I need to automate the downloading of an Excel report from a company reporting platform and I plan to schedule my R script to run everyday (taskscheduleR) to pull down the report and then write it to a database table where I can query it using Tableau.
I have inspected the GET request that kicks off when I download the file (right click in chrome -> inspect -> network -> copy all as cURL cmd).
I have copied all the headers in the browser GET request into my GET request in R including the cookie details.

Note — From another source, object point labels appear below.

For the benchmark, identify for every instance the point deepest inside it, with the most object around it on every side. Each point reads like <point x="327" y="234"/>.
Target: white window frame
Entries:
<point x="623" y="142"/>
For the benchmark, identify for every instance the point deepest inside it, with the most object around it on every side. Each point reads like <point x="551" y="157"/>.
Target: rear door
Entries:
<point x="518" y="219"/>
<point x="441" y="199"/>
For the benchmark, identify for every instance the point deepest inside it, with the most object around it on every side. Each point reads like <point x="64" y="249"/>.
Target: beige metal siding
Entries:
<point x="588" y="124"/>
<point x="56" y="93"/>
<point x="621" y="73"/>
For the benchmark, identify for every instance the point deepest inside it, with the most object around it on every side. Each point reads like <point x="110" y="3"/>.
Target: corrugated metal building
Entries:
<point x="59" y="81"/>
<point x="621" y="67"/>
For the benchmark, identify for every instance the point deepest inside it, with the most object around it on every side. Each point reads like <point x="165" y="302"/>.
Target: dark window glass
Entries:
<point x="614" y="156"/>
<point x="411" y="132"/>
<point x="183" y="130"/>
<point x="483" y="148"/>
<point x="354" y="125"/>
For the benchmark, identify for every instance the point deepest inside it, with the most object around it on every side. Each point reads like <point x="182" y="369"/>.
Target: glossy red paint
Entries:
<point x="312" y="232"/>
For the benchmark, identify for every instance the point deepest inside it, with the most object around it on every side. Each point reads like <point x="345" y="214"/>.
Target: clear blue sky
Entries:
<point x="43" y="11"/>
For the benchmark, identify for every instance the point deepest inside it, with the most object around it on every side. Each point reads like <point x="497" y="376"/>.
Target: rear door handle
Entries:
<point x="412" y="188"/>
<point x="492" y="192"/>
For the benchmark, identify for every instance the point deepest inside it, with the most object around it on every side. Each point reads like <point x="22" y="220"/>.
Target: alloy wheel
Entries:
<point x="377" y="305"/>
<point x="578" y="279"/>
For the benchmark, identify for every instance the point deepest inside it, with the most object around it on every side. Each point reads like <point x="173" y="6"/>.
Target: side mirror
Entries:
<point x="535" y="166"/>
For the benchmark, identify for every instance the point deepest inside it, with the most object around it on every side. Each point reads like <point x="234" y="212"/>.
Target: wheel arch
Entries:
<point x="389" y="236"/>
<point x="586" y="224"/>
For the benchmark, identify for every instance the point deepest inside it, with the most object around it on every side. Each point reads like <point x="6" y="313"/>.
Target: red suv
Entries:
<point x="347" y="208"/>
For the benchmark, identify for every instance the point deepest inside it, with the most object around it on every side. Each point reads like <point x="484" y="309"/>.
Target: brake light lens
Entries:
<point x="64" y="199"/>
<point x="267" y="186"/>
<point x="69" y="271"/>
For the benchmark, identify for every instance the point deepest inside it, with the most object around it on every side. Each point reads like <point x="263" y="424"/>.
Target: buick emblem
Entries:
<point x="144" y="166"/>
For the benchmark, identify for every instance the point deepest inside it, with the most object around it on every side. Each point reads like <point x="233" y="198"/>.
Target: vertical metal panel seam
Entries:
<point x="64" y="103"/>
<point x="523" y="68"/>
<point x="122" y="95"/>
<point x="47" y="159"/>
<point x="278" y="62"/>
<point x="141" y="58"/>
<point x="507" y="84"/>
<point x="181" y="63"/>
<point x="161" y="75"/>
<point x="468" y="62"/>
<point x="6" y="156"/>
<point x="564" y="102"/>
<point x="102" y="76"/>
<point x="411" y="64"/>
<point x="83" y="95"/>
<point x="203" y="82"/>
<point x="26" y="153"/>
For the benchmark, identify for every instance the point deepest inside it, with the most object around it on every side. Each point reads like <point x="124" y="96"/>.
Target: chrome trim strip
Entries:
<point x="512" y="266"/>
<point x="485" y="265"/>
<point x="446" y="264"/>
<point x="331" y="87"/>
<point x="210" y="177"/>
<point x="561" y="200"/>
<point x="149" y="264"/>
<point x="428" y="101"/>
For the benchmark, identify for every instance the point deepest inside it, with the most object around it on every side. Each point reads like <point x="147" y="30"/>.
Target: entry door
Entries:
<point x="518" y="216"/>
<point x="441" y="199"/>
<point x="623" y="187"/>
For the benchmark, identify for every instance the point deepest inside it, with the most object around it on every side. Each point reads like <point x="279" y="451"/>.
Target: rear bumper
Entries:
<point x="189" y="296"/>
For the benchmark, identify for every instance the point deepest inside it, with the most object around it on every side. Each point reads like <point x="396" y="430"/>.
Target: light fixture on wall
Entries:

When I paste all this info into my R GET request (in the correct format) I can download the file of interest however the next day the working query doesn't work.
Is there some way I can stop having to paste in a new cookie or stop it from expiring?
This is the code I am using to download the file:
pacman::p_load(httr, tidyverse, readxl, keyring, curl, RCurl)
address <- paste0("https://someprefix.myCompany.com/servlets/payer-reports/Blah%20COVID%20Reports/Report_Name_",gsub("-", "",Sys.Date()-2),".xlsx")
request <- GET(
address,
add_headers(
Connection = 'keep-alive',
Upgrade-Insecure-Requests = '1',
DNT = '1',
User-Agent = 'Mozilla/5.0 (Windows NT 10.0; Win64; x64) AppleWebKit/537.36 (KHTML, like Gecko) Chrome/83.0.4103.106 Safari/537.36',
Accept = 'text/html,application/xhtml+xml,application/xml;q=0.9,image/webp,image/apng,/;q=0.8,application/signed-exchange;v=b3;q=0.9',
Sec-Fetch-Site = 'same-origin',
Sec-Fetch-Mode = 'navigate',
Sec-Fetch-User = '?1',
Sec-Fetch-Dest = 'document',
Referer = 'https://prefix.myCompany.com/app/oneportalMaster.html',
Accept-Language = 'en-US,en;q=0.9',
Accept-Encoding = 'gzip, deflate, br',
Host = 'prefix.myCompany.com',
Cookie = 'LotsOfCookieInfoHere'),
authenticate(user = "myName",
password = keyring::key_get("MSID")),
write_disk(tf <- tempfile(fileext = ".xlsx")))
df <- readxl::read_xlsx(tf)
When I run the same code the following day I get the status below:
> request
Response [https://prefix.myCompany.com/servlets/payer-reports/Blah%20COVID%20Reports/Report_Name_thru_20200721.xlsx]
Date: 2020-07-23 08:12
Status: 401
Content-Type: <unknown>
<EMPTY BODY>